Parmi les idées les plus amusantes, le groupe avait réfléchi à la création d'un langage portable permettant d'envoyer du code sur une autre machine qui l'exécuterait. Ce lointain prédécesseur de JavaScript se nommait DEL (pour Decode-Encode Language) puis NIL (Network Interchange Language). Mais en attendant le travail matériel avançait, la société BBN ayant obtenu le contrat de construction des IMP (à peu près ce qu'on appelerait plus tard routeurs). La répartition des tâches entre le NWG et BBN n'était pas claire et le groupe a commencé de son côté à documenter ses réflexions, créant ainsi les RFC. Le nom de ces documents avait fait l'objet de longs débats. Le Network Working Group n'avait aucune autorité officielle, aucun droit, semblait-il, à édicter des « normes » ou des « références ». D'où ce titre modeste de Request for Comments ou « Appel à commentaires ». Cette modestie a beaucoup aidé au développement du futur Internet : personne ne se sentait intimidé par l'idée d'écrire des documents finaux puisque, après tout, ce n'était que des appels à commentaires.
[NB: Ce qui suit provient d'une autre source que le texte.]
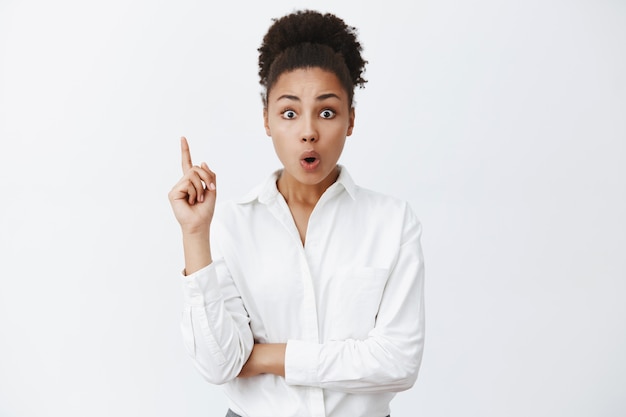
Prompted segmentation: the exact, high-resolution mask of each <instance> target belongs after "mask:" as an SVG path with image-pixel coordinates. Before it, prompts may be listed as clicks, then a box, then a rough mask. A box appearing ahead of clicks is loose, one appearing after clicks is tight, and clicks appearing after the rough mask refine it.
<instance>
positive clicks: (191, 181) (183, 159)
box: [168, 137, 216, 237]
mask: <svg viewBox="0 0 626 417" xmlns="http://www.w3.org/2000/svg"><path fill="white" fill-rule="evenodd" d="M180 150H181V156H182V169H183V177H182V178H181V179H180V181H178V183H176V185H174V187H173V188H172V189H171V191H170V192H169V194H168V197H169V200H170V204H171V205H172V209H173V210H174V215H175V216H176V220H178V223H180V227H181V229H182V232H183V235H185V234H201V235H206V236H207V237H208V233H209V227H210V225H211V220H212V219H213V212H214V210H215V197H216V193H215V191H216V187H215V174H214V173H213V172H212V171H211V170H210V169H209V167H208V165H207V164H206V163H204V162H203V163H202V164H200V165H199V166H198V165H193V163H192V162H191V152H190V151H189V144H188V143H187V139H186V138H184V137H182V138H181V139H180Z"/></svg>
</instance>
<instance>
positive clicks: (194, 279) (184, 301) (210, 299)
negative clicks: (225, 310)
mask: <svg viewBox="0 0 626 417" xmlns="http://www.w3.org/2000/svg"><path fill="white" fill-rule="evenodd" d="M181 279H182V283H183V285H182V288H183V303H184V305H185V306H192V307H193V306H202V307H203V306H205V305H206V304H207V302H208V301H213V300H216V299H219V298H220V297H221V292H220V287H219V284H218V282H217V273H216V271H215V262H213V263H211V264H209V265H207V266H205V267H204V268H202V269H200V270H198V271H196V272H194V273H193V274H190V275H185V274H184V271H183V272H181Z"/></svg>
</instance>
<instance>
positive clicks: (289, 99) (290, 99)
mask: <svg viewBox="0 0 626 417" xmlns="http://www.w3.org/2000/svg"><path fill="white" fill-rule="evenodd" d="M280 100H291V101H300V97H298V96H294V95H291V94H283V95H282V96H280V97H278V98H277V99H276V101H280Z"/></svg>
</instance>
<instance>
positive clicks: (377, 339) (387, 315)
mask: <svg viewBox="0 0 626 417" xmlns="http://www.w3.org/2000/svg"><path fill="white" fill-rule="evenodd" d="M278 175H279V172H276V173H274V174H273V175H272V176H271V177H270V178H269V179H268V180H267V181H266V182H265V183H264V184H262V185H261V186H260V187H258V188H257V189H256V190H254V191H253V192H252V193H250V194H249V195H248V196H247V197H246V198H245V199H243V200H242V201H239V202H237V203H228V204H225V205H221V206H220V207H219V210H218V211H217V212H216V215H215V218H214V221H213V225H212V230H211V233H212V250H213V259H214V262H213V263H212V264H211V265H209V266H208V267H206V268H204V269H202V270H200V271H198V272H196V273H194V274H191V275H189V276H186V277H183V294H184V300H185V302H184V314H183V321H182V331H183V338H184V341H185V345H186V347H187V350H188V352H189V354H190V355H191V356H192V358H193V359H194V363H195V364H196V365H197V368H198V369H199V370H200V372H201V373H202V375H203V376H204V377H205V378H206V379H207V380H208V381H209V382H211V383H214V384H225V385H224V388H225V391H226V394H227V395H228V397H229V402H230V408H231V409H232V410H233V411H234V412H236V413H237V414H240V415H241V416H244V417H249V416H250V417H258V416H298V417H303V416H336V417H345V416H350V417H359V416H368V417H376V416H380V417H383V416H386V415H387V414H389V412H390V410H389V402H390V401H391V399H392V398H393V396H394V395H395V392H398V391H402V390H406V389H408V388H410V387H411V386H412V385H413V384H414V382H415V380H416V378H417V373H418V368H419V366H420V362H421V358H422V351H423V345H424V300H423V291H424V264H423V257H422V250H421V246H420V234H421V226H420V223H419V222H418V220H417V219H416V217H415V215H414V214H413V212H412V210H411V209H410V208H409V206H408V205H407V204H406V203H405V202H403V201H400V200H398V199H395V198H391V197H387V196H384V195H382V194H379V193H375V192H372V191H368V190H366V189H363V188H360V187H358V186H356V185H355V184H354V182H353V181H352V179H351V178H350V176H349V175H348V172H347V171H346V169H345V168H342V169H341V173H340V175H339V178H338V180H337V181H336V182H335V183H334V184H333V185H332V186H331V187H329V188H328V189H327V190H326V192H325V193H324V194H323V195H322V197H321V198H320V200H319V202H318V203H317V205H316V207H315V209H314V210H313V213H312V214H311V217H310V220H309V225H308V230H307V234H306V241H305V245H304V246H303V245H302V243H301V240H300V237H299V234H298V231H297V229H296V226H295V223H294V221H293V218H292V216H291V213H290V211H289V208H288V206H287V204H286V202H285V200H284V198H283V197H282V195H281V194H280V193H279V192H278V190H277V188H276V179H277V177H278ZM255 342H256V343H285V342H286V343H287V351H286V358H285V374H286V376H285V378H282V377H278V376H274V375H261V376H257V377H253V378H241V379H240V378H236V376H237V374H238V373H239V371H240V370H241V368H242V366H243V365H244V363H245V362H246V360H247V358H248V356H249V354H250V351H251V349H252V347H253V344H254V343H255Z"/></svg>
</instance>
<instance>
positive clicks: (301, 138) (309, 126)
mask: <svg viewBox="0 0 626 417" xmlns="http://www.w3.org/2000/svg"><path fill="white" fill-rule="evenodd" d="M301 120H302V130H301V132H300V133H301V135H300V137H301V139H300V140H301V141H302V142H311V143H312V142H315V141H317V140H318V139H319V136H318V131H317V126H316V124H315V119H314V118H313V117H303V118H302V119H301Z"/></svg>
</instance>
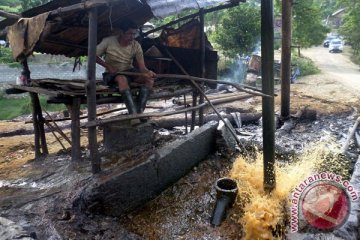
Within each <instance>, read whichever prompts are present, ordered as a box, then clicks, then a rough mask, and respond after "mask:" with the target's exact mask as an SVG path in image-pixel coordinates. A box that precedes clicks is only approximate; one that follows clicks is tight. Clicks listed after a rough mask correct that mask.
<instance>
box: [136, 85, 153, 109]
mask: <svg viewBox="0 0 360 240" xmlns="http://www.w3.org/2000/svg"><path fill="white" fill-rule="evenodd" d="M149 95H150V89H149V88H147V87H145V86H141V87H140V90H139V99H138V105H137V112H138V113H143V112H144V110H145V108H146V102H147V100H148V98H149Z"/></svg>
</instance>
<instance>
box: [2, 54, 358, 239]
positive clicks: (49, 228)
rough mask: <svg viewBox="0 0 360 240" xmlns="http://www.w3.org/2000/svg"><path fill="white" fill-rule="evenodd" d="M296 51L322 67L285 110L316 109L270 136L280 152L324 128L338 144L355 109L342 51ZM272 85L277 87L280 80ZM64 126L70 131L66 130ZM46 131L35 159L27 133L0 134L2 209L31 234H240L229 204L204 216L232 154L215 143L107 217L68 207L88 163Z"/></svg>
mask: <svg viewBox="0 0 360 240" xmlns="http://www.w3.org/2000/svg"><path fill="white" fill-rule="evenodd" d="M303 54H304V55H306V56H309V57H311V56H313V57H314V56H315V55H316V56H318V57H316V58H315V57H314V58H315V59H314V60H315V61H316V64H318V65H319V66H320V68H321V70H322V73H321V74H317V75H312V76H307V77H302V78H300V79H298V81H297V82H296V84H292V85H291V112H292V113H293V114H295V113H296V112H297V111H298V110H300V109H301V108H302V107H308V109H311V110H315V111H316V113H317V119H316V120H315V121H299V122H297V123H296V125H295V127H294V128H293V129H292V131H291V132H289V133H287V134H285V135H282V136H281V137H277V142H276V144H277V146H278V147H279V148H281V149H282V150H283V149H286V151H289V149H290V150H293V151H296V152H301V151H302V150H303V149H304V148H305V147H306V145H308V144H311V143H313V142H316V141H317V140H318V139H320V138H322V137H324V136H325V135H332V136H334V139H335V140H334V141H337V142H338V143H340V144H341V143H343V142H344V140H345V138H346V137H347V133H348V129H349V128H350V127H351V126H352V124H353V123H354V121H355V119H356V118H357V116H358V110H359V108H360V101H359V100H360V99H359V95H358V94H357V93H358V91H356V90H355V89H356V88H357V87H358V86H360V84H356V86H354V85H352V84H351V83H349V82H346V84H345V83H344V82H343V81H342V79H347V75H346V74H347V73H348V72H349V71H350V72H351V74H354V75H352V77H351V79H354V76H355V81H357V83H359V82H360V73H359V72H356V71H358V69H356V67H355V70H353V67H354V66H353V65H352V64H351V63H350V62H349V61H348V60H347V59H348V58H347V57H346V53H344V54H332V55H328V54H329V53H328V52H327V51H326V49H322V48H313V49H309V50H306V51H304V52H303ZM321 56H322V57H321ZM339 56H341V57H339ZM329 57H332V58H335V57H339V58H338V59H337V61H340V62H341V64H347V65H346V67H342V68H338V69H337V72H336V75H335V74H334V73H331V72H330V69H332V67H331V66H330V65H329V63H326V60H324V61H323V59H328V58H329ZM341 59H345V60H346V61H345V60H341ZM334 61H335V60H334ZM335 62H336V61H335ZM326 65H329V66H328V67H326ZM350 68H351V70H349V69H350ZM341 71H343V72H342V73H341ZM356 73H357V74H356ZM342 76H344V78H342ZM276 89H277V93H278V94H279V91H278V90H279V86H276ZM275 104H276V107H275V110H276V112H277V113H278V112H279V111H280V96H277V97H276V98H275ZM226 106H227V107H229V106H232V107H236V108H242V109H248V110H252V111H261V98H258V97H253V98H250V99H248V100H246V101H239V102H234V103H231V104H227V105H226ZM25 120H27V118H23V119H17V120H13V121H1V122H0V132H1V133H6V132H13V131H19V129H21V131H24V132H26V131H30V130H32V125H31V124H25V123H24V122H25ZM260 124H261V123H259V124H258V125H249V126H244V127H243V128H242V129H239V134H240V136H241V137H242V138H243V139H244V140H248V141H253V142H254V143H255V144H256V143H257V142H260V141H261V139H260V138H261V131H262V130H261V125H260ZM64 132H65V133H66V134H67V135H68V136H69V130H64ZM82 134H83V137H82V146H84V150H83V156H84V159H86V156H87V154H88V153H87V151H86V150H85V147H86V144H87V137H86V136H87V135H86V134H87V133H86V131H83V132H82ZM46 137H47V141H48V146H49V152H50V155H49V156H48V157H47V158H45V159H43V160H41V161H38V160H34V152H33V147H34V146H33V135H29V134H24V135H19V134H18V135H14V136H10V134H9V135H6V136H5V135H4V136H3V137H0V169H1V171H0V208H1V213H2V214H1V216H2V217H6V218H8V219H10V220H12V221H14V222H16V223H18V224H19V225H21V226H22V227H24V228H25V229H26V230H27V231H28V232H33V233H36V236H37V238H38V239H241V238H242V236H243V235H244V234H243V232H242V227H241V225H240V224H239V223H237V219H238V216H239V215H241V214H242V213H241V210H239V209H232V210H231V211H230V212H229V215H228V217H227V218H226V219H225V220H224V222H223V224H221V226H219V227H213V226H211V225H210V222H209V221H210V216H211V214H212V209H213V207H214V204H215V198H216V196H215V195H216V194H215V189H214V182H215V181H216V179H218V178H219V177H223V176H226V175H227V174H228V173H229V170H230V169H231V166H232V163H233V160H234V158H235V157H236V156H229V155H227V154H224V153H223V152H222V151H220V150H218V151H217V152H216V153H215V154H214V155H211V156H209V157H208V159H206V160H205V161H203V162H202V163H200V164H199V165H198V166H196V167H195V168H194V169H193V170H192V171H191V172H190V173H189V174H188V175H186V176H185V177H184V178H182V179H181V180H180V181H178V182H177V183H175V184H174V185H173V186H171V187H169V188H168V189H167V190H165V191H164V192H163V193H162V194H161V195H160V196H158V197H157V198H156V199H154V200H153V201H151V202H149V203H147V204H146V205H144V206H143V207H141V208H139V209H137V210H135V211H133V212H131V213H129V214H127V215H126V216H124V217H122V218H113V217H108V216H103V215H94V214H92V213H88V212H85V213H83V212H78V211H74V209H73V208H72V203H73V201H74V199H76V197H77V196H78V195H79V194H80V193H79V192H78V191H79V189H81V187H82V186H84V185H85V184H86V183H87V182H88V181H89V179H90V178H91V169H90V166H89V163H88V162H86V161H85V162H83V163H81V164H78V165H71V164H70V163H71V161H70V158H69V152H68V151H69V149H70V145H69V144H67V143H66V142H65V141H64V140H62V142H63V143H64V144H65V147H66V148H67V150H63V149H62V147H61V146H60V144H59V143H58V142H57V141H56V139H55V138H54V137H53V136H52V134H51V133H47V136H46ZM169 140H170V138H169V137H168V136H167V137H164V136H162V137H159V138H158V141H159V142H158V143H159V145H161V144H165V143H166V142H167V141H169ZM99 141H101V132H99ZM259 145H261V144H259ZM149 151H151V149H146V148H143V149H142V152H143V154H144V156H146V154H148V153H149ZM133 154H134V153H131V152H127V153H126V157H124V155H123V156H122V157H119V156H114V157H112V158H111V157H109V158H107V160H106V159H105V162H104V166H105V167H108V168H111V167H114V166H117V165H119V164H125V163H126V162H128V161H131V158H132V156H134V155H133ZM114 159H115V160H114ZM129 159H130V160H129ZM33 236H34V235H33Z"/></svg>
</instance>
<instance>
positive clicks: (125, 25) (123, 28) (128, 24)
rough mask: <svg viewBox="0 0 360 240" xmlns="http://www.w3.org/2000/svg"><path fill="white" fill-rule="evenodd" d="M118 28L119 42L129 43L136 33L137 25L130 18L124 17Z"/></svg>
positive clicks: (137, 26)
mask: <svg viewBox="0 0 360 240" xmlns="http://www.w3.org/2000/svg"><path fill="white" fill-rule="evenodd" d="M119 30H120V35H119V36H120V38H119V40H120V42H121V43H122V44H124V45H128V44H130V43H131V42H132V41H133V40H134V39H135V37H136V34H137V33H138V26H137V25H136V23H135V22H133V21H132V20H129V19H126V20H123V21H121V23H120V25H119Z"/></svg>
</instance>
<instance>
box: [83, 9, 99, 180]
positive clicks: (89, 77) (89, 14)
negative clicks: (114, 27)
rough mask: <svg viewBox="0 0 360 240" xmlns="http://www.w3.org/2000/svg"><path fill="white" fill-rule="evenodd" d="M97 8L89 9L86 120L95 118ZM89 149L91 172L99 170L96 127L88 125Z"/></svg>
mask: <svg viewBox="0 0 360 240" xmlns="http://www.w3.org/2000/svg"><path fill="white" fill-rule="evenodd" d="M97 14H98V11H97V8H92V9H90V10H89V42H88V72H87V75H88V80H87V84H86V92H87V105H88V121H89V122H91V121H93V120H95V119H96V82H95V80H96V44H97ZM88 138H89V150H90V160H91V166H92V172H93V173H94V174H96V173H99V172H100V171H101V163H100V158H99V156H98V149H97V148H98V146H97V136H96V127H89V129H88Z"/></svg>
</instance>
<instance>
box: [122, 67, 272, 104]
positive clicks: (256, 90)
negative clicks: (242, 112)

C'était d'autant plus important que certains des organismes de rattachement des participants avaient des règles bureaucratiques strictes sur les publications. Décréter les RFC comme de simples appels à commentaires permettait de contourner ces règles.
Le premier « méta-RFC » (RFC parlant des RFC) fut le RFC 3, qui formalisait cette absence de formalisme. De la même façon, il n'existait pas encore vraiment de RFC Editor, même si Crocker attribuait les numéros, et que le SRI gardait une archive non officielle. Mais deux principes cardinaux dominaient, et sont toujours vrais aujourd'hui : tout le monde peut écrire un RFC, nul besoin de travailler pour une grosse entreprise, ou d'avoir un diplôme ou un titre particulier, et tout le monde peut lire les RFC (ce qui n'a rien d'évident : en 2019, l'AFNOR ne distribue toujours pas librement ses normes.)
Dans la section 3.2, Vint Cerf décrit les changements ultérieurs. En 1971, Jon Postel est devenu RFC Editor (titre complètement informel à cette époque). Cette tâche était à l'époque mélée à celle d'attribution des numéros pour les protocoles, désormais séparée. Postel s'occupait à la fois du côté administratif du travail (donner un numéro aux RFC…) et de l'aspect technique (relecture et révision), tâche aujourd'hui répartie entre diverses organisations comme l'IESG pour les RFC qui sont des normes. C'est pendant cette « période Postel » que d'autres personnes sont venues rejoindre le RFC Editor comme Joyce Reynolds ou Bob Braden. Jon Postel est décédé en 1998 (cf. RFC 2468).
Leslie Daigle, dans la section 3.3 de notre RFC, rappelle la longue marche qu'a été la formalisation du rôle de RFC Editor, le passage de « bon, qui s'en occupe ? » à un travail spécifié par écrit, avec plein de règles et de processus. (Daigle était présidente de l'IAB au moment de la transition.) Le travail était devenu trop important en quantité, et trop critique, pour pouvoir être assuré par deux ou trois volontaires opérant « en douce » par rapport à leurs institutions. Une des questions importantes était évidemment la relation avec l'IETF. Aujourd'hui, beaucoup de gens croient que « les RFC, c'est l'IETF », mais c'est faux. Les RFC existaient bien avant l'IETF, et, aujourd'hui, tous les RFC ne sont pas issus de l'IETF.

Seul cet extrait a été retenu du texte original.